Esperando Com O Coração na Boca

Helena mexeu-se na cadeira. Inconfortável. Cruzou e descruzou as pernas já dormentes e olhou para o relógio. Pendurado na parede desbotada. Onze da manhã! Que chatice! Pensou. Já estava ali desde as nove. Tinha entrado nervosa. Apressada. Munida de um papel e de incertezas. Uma mulher pequena e magra mandou-a sentar numa cadeira. Espetou-lhe uma seringa no braço. Sugou-lhe o sangue para dentro de um vidrinho. E com um ar seco disse: Espere na sala por favor. E foi-se embora com o tubito deixando-a sozinha, a olhar para a pequena televisão. Desbotada. Como as paredes da sala.

Agora ninguém lhe dizia nada. Limitavam-se a passar por ela com as suas batas brancas, abertas. Como as asas cortadas das galinhas prontas a serem depenadas. E por falar em galinhas. Já eram horas de fazer o almoço. O Joaquim vinha sempre almoçar a casa e o frigorífico estava vazio. Os miúdos, esses…. Almoçavam na escola. Ainda bem. Era menos uma preocupação. Já bastava o caniche nervoso que a irmã tinha deixado.
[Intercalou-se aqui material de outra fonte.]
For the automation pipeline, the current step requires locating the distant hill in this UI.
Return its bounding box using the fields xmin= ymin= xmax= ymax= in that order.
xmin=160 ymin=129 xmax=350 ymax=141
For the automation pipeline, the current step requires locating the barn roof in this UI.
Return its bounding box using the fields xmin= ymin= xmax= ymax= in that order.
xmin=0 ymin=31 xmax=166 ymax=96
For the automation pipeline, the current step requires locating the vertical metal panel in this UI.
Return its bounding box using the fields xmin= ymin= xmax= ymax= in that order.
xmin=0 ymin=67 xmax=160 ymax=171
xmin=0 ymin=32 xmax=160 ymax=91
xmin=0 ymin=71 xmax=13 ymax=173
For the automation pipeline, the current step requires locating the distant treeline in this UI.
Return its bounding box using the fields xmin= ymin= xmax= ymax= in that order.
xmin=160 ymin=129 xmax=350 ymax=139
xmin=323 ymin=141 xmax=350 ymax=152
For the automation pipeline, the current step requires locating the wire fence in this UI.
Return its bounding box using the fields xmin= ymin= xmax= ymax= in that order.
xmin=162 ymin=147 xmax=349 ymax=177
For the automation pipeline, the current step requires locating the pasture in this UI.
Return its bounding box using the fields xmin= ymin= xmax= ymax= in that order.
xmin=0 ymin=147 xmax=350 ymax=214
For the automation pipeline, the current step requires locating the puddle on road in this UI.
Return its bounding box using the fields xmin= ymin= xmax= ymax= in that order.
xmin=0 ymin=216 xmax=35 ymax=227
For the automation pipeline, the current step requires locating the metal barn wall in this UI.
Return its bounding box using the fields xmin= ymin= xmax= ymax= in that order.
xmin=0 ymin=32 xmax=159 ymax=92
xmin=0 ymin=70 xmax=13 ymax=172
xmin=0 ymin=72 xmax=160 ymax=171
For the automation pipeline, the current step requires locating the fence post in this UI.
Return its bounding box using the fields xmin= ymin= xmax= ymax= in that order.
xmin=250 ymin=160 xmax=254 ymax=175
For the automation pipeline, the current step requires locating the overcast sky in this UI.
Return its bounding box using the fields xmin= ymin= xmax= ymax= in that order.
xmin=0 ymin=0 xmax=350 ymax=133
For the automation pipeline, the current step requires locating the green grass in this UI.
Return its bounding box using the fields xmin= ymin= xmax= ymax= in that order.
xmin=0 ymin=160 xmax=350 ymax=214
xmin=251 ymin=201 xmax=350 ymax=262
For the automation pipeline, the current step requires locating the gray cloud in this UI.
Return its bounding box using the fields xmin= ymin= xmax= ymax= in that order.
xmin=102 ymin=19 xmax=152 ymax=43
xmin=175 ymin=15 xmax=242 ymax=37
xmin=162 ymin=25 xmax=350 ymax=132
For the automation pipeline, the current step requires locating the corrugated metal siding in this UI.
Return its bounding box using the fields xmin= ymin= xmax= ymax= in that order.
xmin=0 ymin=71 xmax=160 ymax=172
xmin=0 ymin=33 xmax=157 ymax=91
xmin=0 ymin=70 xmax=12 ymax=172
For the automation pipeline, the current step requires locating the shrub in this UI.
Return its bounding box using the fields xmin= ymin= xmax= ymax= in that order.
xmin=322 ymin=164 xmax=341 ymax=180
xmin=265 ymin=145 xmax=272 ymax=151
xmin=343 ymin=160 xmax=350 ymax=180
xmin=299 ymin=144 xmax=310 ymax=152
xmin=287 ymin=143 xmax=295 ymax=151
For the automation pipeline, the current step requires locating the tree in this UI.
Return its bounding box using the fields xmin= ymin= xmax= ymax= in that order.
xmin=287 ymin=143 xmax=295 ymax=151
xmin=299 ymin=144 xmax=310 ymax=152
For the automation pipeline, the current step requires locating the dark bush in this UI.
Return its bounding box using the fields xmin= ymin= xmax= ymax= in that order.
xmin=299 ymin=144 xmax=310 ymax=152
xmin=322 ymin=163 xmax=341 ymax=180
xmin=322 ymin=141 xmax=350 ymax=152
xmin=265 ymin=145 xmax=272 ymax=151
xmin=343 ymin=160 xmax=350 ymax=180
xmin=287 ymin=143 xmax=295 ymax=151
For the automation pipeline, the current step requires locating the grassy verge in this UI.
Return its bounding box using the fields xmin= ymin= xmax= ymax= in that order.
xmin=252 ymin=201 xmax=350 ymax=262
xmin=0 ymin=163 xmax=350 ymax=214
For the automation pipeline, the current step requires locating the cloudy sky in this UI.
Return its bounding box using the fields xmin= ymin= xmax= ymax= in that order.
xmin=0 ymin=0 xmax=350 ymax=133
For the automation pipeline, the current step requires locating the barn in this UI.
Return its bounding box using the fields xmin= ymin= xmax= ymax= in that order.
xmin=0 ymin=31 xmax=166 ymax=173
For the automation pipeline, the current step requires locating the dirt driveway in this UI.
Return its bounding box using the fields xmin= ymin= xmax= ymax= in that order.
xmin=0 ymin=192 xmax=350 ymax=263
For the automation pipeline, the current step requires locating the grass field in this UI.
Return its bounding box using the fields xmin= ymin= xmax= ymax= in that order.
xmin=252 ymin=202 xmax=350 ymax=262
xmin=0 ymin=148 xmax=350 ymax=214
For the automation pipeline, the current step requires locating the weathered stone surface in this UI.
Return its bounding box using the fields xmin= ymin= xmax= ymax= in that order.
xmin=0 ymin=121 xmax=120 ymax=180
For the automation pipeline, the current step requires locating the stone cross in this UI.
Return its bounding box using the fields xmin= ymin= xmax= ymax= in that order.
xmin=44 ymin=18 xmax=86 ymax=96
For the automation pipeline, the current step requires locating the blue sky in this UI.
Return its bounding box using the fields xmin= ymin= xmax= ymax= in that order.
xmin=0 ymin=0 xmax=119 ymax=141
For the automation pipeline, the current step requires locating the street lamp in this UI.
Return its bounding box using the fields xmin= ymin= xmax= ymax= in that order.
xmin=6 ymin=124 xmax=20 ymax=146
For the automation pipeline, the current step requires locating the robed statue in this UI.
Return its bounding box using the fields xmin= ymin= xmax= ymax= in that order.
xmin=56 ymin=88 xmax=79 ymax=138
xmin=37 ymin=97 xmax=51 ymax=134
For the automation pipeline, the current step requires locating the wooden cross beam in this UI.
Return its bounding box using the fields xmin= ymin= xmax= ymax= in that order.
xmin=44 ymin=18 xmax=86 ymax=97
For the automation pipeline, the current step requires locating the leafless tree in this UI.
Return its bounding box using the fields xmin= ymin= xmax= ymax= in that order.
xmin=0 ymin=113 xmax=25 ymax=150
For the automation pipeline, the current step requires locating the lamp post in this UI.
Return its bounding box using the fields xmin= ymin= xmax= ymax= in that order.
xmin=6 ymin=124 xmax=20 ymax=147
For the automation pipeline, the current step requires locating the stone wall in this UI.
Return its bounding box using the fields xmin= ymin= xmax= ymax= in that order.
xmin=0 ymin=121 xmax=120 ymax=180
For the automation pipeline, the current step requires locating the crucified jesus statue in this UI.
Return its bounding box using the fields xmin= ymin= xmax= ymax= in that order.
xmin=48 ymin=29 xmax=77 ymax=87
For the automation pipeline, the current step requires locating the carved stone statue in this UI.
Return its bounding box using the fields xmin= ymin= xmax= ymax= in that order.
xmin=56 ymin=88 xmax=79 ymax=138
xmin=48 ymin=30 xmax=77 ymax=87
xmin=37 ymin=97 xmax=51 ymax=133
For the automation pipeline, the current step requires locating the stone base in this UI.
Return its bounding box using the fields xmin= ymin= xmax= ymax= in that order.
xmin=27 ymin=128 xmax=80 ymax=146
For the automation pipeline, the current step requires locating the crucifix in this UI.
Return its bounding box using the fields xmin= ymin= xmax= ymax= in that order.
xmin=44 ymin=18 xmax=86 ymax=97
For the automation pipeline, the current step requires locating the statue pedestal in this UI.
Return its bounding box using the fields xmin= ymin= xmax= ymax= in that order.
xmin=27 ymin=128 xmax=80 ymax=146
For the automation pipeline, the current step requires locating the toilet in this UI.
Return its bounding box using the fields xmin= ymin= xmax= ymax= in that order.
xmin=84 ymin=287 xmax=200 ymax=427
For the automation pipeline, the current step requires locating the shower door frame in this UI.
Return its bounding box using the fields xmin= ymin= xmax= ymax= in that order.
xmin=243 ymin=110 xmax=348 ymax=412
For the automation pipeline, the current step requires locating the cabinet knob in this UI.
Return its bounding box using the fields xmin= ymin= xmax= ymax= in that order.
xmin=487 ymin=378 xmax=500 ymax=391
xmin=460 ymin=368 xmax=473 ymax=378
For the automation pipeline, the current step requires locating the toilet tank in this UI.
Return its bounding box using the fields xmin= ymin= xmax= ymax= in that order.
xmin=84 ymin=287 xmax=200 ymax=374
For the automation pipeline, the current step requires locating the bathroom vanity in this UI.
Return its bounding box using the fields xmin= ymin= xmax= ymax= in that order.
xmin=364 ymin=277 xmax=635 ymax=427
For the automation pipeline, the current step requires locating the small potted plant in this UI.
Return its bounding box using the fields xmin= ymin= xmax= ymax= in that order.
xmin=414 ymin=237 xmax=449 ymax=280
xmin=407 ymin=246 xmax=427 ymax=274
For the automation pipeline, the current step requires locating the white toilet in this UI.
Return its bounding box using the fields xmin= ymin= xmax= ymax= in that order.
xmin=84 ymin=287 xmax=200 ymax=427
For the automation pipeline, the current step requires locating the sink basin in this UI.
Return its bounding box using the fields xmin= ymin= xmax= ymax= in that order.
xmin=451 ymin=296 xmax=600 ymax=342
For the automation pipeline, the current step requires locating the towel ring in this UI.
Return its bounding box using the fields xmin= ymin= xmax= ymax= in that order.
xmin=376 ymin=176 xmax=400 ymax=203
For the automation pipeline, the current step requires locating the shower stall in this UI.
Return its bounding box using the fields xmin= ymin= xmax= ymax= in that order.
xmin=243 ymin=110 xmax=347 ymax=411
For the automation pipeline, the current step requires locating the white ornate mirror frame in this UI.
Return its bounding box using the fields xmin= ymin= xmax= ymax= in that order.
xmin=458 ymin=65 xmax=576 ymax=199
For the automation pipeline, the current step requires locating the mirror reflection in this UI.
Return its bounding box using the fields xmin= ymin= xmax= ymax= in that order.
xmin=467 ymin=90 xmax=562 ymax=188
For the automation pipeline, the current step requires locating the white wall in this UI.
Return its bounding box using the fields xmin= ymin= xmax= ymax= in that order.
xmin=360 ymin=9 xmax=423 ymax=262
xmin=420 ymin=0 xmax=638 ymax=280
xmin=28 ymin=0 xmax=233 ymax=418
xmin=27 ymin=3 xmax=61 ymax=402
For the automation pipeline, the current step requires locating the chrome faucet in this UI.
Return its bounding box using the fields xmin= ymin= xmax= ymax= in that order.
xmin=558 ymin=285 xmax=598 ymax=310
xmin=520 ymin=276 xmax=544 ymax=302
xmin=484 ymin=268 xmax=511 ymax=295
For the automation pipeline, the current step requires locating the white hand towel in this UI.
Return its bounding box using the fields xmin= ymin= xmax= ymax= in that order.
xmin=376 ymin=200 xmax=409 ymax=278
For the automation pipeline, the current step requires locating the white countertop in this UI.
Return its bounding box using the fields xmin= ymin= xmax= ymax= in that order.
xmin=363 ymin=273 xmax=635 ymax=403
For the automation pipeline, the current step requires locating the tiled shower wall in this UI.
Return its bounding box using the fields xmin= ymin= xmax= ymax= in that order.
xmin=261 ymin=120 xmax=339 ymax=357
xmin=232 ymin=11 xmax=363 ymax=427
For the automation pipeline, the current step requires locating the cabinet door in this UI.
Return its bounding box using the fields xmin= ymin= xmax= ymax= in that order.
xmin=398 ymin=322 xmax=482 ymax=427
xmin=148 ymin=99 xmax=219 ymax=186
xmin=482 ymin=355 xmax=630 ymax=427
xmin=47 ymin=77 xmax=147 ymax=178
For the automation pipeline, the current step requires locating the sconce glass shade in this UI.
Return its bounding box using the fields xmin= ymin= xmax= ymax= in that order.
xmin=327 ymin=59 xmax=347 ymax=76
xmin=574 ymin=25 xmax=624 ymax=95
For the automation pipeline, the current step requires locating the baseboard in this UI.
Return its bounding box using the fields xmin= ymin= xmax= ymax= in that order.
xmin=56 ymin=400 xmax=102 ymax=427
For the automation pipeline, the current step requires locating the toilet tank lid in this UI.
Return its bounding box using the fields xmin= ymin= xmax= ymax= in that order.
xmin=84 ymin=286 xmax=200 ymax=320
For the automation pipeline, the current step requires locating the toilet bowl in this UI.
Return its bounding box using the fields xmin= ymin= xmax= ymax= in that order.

Ainda por cima urinava pelos cantos da casa. Ou papagaio irritante que o Joaquim tinha trazido da Guiné. Barulhento. Incomodativo. Para não falar dos gatos persas que largavam pêlo por todo lado. Enfim! Uma trabalheira.

E agora isto!

O médico tinha dito que não devia ser nada. As análises eram apenas uma precaução. Mas isso também tinha dito o outro médico. Quando andava com hemorragias depois do nascimento do Miguel. E o que aconteceu? Acabou por ser operada. Seis dias infernais no hospital e a casa de avesso. E se fosse mais do que um simples caroço?

Helena estremeceu! Tirou da mala pela milésima vez o telemóvel. Não havia mensagens. E porque havia de ter? O Joaquim nunca lhe telefonava e os miúdos só quando precisavam de qualquer coisa. Suspirou. Voltou a meter o pequeno aparelho na mala. E se fosse cancro? Não tinha sido a Tia Elvira que  morreu de cancro? Coitada. O que ela sofreu. Apagou-se em menos de seis meses.  Quem tomaria conta dos miúdos. O Miguel ainda era tão novo. E o Joaquim? Quem lhe iria passar as camisas a ferro e preparar o almoço todos os dias?

Limpou as mãos suadas à saia. Amarrotada. Endireitou-se na cadeira. Tentou pensar no que ia fazer para o jantar. Bacalhau cozido “com todos”? Não. Ainda tinham comido peixe ontem. Talvez passasse pelo talho do Sr. António e comprasse uns bifinhos de peru. Se calhar era melhor mandar uma mensagem ao Joaquim a dizer que fosse almoçar fora. Já era quase meio-dia e continuava ainda ali. Especada. Olhando para televisão. Vazia. De coração na boca.  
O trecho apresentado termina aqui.